Operational Tools and Habits
Sunday, November 5th, 2006This is a (partial) list of operational tools and habits that I have found extremely useful in the past:
- One Click deployment: Each component of the system must be deployable in a fully automated fashion. There must be NO manual steps, a checklist is not good enough. If you can transparently audit it all the better.
- One Click rollback: Your rollback in case of a failure must be fully automated. Again there must be NO manual steps.
- The one-click should not require explicit access to the deployment servers.
- If multiple components are to be deployed then this should be done by a script.
- NEVER give developers write access to the production servers, an accident WILL happen if you do. Read access is fine and as you have one-click, audited, remote deployment they don’t really need it do they?
- Everything builds from a tagged source in a source management system or is a third party library of a known version (This may seem obvious but is often not the case).
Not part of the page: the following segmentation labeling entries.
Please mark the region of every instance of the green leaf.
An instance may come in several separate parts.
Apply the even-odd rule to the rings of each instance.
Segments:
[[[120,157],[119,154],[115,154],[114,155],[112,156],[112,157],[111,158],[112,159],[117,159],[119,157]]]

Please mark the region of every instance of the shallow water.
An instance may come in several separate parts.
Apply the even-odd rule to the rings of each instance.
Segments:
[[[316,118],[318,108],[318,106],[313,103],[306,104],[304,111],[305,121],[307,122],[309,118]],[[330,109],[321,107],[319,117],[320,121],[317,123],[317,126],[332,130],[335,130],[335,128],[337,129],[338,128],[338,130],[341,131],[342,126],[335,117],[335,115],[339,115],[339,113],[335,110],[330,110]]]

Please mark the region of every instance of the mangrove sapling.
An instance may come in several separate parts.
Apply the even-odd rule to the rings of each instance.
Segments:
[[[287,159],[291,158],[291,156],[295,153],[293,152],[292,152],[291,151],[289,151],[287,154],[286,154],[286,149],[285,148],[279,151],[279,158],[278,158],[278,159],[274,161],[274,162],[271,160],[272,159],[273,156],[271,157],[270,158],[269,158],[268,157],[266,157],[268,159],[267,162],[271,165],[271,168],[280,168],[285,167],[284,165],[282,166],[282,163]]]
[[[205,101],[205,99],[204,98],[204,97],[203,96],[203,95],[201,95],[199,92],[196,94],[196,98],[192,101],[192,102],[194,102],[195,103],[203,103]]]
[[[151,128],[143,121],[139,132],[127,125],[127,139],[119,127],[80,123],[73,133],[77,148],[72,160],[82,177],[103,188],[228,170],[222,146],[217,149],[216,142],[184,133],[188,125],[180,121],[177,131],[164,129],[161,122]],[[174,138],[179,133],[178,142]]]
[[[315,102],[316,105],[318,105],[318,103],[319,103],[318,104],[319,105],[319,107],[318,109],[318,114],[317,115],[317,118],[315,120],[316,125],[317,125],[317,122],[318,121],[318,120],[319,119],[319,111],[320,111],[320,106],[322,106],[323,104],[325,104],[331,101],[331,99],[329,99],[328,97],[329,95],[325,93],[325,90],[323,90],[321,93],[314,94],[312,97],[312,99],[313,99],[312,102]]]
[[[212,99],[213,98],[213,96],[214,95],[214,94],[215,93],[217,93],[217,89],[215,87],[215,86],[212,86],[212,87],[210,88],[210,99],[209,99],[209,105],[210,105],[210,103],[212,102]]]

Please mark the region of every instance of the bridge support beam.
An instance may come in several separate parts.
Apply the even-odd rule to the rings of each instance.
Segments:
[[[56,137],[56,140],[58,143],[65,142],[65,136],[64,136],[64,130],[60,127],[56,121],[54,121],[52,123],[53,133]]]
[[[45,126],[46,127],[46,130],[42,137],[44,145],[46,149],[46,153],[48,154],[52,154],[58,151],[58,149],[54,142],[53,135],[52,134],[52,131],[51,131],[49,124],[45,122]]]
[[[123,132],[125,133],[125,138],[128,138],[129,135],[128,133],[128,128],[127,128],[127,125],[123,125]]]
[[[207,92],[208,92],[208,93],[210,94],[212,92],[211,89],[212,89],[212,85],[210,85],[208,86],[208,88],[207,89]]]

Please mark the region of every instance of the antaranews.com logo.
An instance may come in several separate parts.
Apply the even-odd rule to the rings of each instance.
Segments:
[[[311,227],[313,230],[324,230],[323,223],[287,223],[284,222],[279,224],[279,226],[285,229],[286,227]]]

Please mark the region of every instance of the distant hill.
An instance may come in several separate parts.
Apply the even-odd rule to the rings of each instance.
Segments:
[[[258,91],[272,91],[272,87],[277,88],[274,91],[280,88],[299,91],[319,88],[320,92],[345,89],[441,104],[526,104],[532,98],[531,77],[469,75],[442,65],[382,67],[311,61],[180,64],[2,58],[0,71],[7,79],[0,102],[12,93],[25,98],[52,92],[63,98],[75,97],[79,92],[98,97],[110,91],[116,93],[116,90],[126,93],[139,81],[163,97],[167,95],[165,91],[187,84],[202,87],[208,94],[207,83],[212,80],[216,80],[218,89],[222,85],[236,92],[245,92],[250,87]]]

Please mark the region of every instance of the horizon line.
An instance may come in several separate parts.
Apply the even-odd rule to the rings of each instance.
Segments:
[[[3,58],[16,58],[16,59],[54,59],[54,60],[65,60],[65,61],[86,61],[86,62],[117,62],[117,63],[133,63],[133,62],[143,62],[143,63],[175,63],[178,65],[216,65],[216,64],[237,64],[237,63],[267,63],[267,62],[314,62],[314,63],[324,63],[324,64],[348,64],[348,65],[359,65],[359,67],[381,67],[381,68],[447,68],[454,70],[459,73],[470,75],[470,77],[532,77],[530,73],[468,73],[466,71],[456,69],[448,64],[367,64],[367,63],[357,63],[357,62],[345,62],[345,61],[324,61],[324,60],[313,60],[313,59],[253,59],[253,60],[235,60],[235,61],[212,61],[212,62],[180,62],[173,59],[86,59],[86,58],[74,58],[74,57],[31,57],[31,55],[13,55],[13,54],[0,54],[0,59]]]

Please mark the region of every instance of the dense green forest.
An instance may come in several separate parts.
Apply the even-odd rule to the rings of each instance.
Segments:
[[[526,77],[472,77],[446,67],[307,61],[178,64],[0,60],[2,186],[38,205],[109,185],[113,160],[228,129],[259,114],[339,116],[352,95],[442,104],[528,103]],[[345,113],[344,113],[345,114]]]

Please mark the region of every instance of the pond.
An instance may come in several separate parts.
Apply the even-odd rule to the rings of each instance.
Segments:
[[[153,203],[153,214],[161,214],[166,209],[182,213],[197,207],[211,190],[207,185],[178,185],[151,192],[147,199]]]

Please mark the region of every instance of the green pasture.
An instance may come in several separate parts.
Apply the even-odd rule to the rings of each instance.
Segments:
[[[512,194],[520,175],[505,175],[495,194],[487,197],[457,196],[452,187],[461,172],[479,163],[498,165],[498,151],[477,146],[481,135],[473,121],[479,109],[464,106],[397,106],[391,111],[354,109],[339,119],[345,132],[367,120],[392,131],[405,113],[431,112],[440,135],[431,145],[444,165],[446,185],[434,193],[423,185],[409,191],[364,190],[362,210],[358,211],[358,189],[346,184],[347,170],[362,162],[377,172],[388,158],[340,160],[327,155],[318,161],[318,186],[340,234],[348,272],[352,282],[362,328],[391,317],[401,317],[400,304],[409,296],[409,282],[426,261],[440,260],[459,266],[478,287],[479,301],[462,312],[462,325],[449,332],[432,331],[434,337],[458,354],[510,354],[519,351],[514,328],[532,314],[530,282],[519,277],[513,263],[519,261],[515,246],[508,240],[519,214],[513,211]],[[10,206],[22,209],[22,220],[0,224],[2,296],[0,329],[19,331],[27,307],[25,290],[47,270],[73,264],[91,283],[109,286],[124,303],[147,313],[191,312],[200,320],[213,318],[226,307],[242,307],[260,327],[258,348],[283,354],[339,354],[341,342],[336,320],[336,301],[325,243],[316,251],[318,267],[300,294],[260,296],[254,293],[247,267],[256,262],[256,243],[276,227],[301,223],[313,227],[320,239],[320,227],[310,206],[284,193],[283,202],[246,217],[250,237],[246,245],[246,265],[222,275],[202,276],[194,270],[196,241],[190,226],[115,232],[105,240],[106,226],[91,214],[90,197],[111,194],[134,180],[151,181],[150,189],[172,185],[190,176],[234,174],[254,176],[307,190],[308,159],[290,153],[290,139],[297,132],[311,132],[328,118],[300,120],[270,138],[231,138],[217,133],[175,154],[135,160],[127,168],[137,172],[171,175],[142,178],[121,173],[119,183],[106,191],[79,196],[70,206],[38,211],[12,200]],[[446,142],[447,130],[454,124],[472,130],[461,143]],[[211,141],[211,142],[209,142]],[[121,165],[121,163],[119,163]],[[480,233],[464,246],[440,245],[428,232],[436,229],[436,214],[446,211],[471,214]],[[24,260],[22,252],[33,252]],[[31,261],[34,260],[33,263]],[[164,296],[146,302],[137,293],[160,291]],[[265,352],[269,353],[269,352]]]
- The separate components in a distributed system must be loosely coupled enough that they can be deployed independently. This is not always possible but it is definitely worth the effort. You want to avoid having to rollback multiple systems supported by different groups because of a single failure.
- If you have to deploy a non-backwardly compatible change to the communication protocol (it happens) then do a protocol release on its own.
The one that generally causes the most fuss is 4; but if your system requires regular access by developers you have a problem.